More News » Brown guru brands HMRC merger ‘unsatisfactory’

Brown guru brands HMRC merger ‘unsatisfactory’

Goldman Sachs MD concerned over combined department's handling of tax policy

The creation of HM Revenue & Customs has ‘destroyed any kind of
continuity’ and left no ‘over-arching qualified person in charge of tax policy’,
one of Gordon Brown’s closest tax confidantes has told Accountancy Age
in an exclusive interview.

Christopher Wales, managing director of the financing group at investment
bank Goldman Sachs, described the way the merged organisation treats taxation
issues as ‘fundamentally unsatisfactory’.
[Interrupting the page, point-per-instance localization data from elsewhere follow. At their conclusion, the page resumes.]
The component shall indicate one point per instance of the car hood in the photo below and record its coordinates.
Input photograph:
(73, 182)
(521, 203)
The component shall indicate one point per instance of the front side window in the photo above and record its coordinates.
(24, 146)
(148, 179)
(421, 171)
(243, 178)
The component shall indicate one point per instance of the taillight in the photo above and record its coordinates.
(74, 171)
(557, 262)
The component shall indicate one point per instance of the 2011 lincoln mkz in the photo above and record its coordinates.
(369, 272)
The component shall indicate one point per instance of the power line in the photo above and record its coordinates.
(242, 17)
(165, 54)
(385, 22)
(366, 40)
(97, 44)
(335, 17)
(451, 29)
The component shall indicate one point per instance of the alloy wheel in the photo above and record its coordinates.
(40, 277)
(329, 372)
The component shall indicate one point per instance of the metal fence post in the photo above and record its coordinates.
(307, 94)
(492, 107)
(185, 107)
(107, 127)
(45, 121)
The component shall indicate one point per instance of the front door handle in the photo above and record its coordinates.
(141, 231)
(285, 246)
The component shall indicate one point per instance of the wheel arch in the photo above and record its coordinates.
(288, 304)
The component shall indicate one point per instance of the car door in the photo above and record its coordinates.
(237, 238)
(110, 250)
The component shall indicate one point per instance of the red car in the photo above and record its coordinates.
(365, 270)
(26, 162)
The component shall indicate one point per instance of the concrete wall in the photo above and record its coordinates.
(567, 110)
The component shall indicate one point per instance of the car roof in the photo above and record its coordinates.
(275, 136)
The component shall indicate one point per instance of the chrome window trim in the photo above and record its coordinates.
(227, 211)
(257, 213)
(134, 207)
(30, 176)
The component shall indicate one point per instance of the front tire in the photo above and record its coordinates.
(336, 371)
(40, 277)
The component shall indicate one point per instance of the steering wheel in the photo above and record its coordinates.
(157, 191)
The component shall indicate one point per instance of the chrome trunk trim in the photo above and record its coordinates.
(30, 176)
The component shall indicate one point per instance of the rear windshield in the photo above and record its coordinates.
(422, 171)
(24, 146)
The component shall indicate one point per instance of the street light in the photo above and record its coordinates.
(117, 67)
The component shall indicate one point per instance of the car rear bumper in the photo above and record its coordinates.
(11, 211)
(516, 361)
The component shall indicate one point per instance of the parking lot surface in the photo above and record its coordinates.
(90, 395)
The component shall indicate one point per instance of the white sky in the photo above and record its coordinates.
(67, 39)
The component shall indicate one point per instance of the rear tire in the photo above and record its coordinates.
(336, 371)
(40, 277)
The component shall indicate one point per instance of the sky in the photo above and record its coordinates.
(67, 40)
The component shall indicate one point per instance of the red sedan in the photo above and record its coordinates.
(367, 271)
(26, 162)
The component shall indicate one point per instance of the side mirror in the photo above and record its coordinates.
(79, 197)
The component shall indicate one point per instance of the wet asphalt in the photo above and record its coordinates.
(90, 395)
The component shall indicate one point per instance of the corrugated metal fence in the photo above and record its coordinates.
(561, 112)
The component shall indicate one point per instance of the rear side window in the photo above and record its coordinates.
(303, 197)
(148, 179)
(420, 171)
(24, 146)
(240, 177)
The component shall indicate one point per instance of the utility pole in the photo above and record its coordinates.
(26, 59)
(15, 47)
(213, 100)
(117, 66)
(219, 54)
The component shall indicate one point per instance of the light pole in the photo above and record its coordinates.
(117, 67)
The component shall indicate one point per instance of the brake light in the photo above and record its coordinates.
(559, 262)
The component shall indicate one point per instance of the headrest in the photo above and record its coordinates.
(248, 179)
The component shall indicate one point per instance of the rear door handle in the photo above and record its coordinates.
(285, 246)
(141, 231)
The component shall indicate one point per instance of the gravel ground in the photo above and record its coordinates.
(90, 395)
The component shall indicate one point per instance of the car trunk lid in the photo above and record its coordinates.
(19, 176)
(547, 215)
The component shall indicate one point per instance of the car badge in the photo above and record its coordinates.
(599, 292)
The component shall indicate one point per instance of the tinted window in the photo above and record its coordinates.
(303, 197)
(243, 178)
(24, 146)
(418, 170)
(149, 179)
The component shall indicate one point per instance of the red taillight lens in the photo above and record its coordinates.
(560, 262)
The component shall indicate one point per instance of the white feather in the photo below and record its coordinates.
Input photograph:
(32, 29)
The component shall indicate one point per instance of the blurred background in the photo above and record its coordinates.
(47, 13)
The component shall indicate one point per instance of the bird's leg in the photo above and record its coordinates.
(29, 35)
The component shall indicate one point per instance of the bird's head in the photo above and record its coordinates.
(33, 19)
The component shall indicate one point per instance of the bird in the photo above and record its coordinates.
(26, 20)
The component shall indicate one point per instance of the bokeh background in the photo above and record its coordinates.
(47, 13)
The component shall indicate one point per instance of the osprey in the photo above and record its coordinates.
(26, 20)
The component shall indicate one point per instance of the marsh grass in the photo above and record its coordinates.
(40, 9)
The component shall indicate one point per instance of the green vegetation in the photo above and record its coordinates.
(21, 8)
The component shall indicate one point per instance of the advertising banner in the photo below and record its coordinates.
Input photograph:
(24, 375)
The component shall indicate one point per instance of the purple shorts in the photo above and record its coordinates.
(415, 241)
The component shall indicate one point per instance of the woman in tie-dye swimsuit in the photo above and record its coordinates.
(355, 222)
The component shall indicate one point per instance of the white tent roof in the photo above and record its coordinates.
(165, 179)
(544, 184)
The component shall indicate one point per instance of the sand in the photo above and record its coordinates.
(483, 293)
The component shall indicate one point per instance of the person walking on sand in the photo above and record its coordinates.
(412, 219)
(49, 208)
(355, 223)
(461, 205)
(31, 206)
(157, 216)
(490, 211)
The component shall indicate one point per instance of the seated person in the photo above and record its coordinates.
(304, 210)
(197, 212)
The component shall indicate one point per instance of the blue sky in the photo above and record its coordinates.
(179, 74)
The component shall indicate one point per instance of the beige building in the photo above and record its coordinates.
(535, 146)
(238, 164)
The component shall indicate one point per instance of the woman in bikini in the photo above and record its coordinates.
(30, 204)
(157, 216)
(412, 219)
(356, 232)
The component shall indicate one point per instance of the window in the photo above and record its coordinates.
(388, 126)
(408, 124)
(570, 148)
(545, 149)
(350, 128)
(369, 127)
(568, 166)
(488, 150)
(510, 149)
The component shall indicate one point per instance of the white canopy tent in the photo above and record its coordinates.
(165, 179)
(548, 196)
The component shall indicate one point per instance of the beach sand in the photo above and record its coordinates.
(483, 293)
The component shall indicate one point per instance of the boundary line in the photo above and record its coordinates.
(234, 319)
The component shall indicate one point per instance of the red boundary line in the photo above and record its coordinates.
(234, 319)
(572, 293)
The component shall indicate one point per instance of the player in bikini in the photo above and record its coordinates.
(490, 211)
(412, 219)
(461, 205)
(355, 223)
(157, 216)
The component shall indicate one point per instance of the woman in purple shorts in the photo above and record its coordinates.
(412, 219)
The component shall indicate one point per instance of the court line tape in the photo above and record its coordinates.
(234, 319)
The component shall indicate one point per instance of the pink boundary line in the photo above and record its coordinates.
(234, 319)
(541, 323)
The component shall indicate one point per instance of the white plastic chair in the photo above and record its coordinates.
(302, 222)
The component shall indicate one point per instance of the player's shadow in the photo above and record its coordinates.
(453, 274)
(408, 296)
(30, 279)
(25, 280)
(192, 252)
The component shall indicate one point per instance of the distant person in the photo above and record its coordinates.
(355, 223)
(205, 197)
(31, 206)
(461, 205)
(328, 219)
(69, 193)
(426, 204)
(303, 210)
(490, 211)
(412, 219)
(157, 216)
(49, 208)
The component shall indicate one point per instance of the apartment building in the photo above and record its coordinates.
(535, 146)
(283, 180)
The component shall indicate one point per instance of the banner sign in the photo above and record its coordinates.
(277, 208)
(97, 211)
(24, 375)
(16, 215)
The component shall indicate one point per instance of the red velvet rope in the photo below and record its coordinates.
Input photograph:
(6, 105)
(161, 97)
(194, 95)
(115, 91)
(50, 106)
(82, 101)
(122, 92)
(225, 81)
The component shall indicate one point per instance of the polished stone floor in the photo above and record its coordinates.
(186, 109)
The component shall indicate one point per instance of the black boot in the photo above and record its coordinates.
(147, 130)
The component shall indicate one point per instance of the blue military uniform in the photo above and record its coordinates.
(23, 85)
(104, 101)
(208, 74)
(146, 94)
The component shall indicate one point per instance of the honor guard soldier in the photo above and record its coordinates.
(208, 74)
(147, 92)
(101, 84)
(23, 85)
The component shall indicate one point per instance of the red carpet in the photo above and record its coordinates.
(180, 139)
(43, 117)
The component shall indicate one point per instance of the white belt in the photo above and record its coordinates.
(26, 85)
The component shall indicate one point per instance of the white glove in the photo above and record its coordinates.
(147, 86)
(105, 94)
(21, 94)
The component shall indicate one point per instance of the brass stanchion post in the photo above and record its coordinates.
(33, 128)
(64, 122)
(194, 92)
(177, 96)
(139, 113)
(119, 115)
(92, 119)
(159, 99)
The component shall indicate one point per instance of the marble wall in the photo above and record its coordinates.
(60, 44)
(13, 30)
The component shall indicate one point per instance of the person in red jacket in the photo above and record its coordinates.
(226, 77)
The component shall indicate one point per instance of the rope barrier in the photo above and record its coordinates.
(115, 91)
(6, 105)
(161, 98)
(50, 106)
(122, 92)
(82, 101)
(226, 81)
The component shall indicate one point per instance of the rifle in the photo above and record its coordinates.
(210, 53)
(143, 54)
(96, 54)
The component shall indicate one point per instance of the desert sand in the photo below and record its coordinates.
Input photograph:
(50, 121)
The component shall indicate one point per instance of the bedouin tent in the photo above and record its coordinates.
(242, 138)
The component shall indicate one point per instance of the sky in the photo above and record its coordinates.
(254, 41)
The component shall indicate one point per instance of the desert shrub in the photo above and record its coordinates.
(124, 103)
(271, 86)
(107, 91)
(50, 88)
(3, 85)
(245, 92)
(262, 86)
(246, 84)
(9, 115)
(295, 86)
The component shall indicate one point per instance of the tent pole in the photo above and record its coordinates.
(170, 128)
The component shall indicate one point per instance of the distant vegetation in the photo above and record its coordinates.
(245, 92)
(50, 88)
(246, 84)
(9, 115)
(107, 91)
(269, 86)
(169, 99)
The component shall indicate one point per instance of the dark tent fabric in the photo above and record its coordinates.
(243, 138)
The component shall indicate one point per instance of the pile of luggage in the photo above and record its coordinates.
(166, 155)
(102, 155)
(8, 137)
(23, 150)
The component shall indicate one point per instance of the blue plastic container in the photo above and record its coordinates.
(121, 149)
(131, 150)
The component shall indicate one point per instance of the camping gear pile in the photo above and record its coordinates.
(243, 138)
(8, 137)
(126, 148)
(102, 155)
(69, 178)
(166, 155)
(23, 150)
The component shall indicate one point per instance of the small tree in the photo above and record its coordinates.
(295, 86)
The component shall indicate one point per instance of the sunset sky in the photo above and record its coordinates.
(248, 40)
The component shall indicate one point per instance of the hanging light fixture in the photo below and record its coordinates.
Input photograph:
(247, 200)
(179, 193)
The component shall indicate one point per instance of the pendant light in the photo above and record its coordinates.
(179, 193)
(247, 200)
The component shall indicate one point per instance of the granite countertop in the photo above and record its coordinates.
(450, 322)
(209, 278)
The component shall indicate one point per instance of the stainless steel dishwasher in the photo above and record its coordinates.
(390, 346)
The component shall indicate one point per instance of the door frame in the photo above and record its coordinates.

‘The area I’m most nervous about is how it [HMRC] handles the policy side. If
it had been left to me then I would rather have seen policy teams left as they
were. The situation it has moved to now is fundamentally unsatisfactory and it
doesn’t really have anybody who has a good overview of tax policy as a whole.

‘However well co-ordinated it might be, my feeling is that it should always
have been treated at a very senior level – a small number of people with
outstanding qualifications who would not have responsibility for one particular
bit of the system but the system as a whole. By dividing the teams so nearly all
the policymakers are in the Treasury, you destroy that kind of continuity.’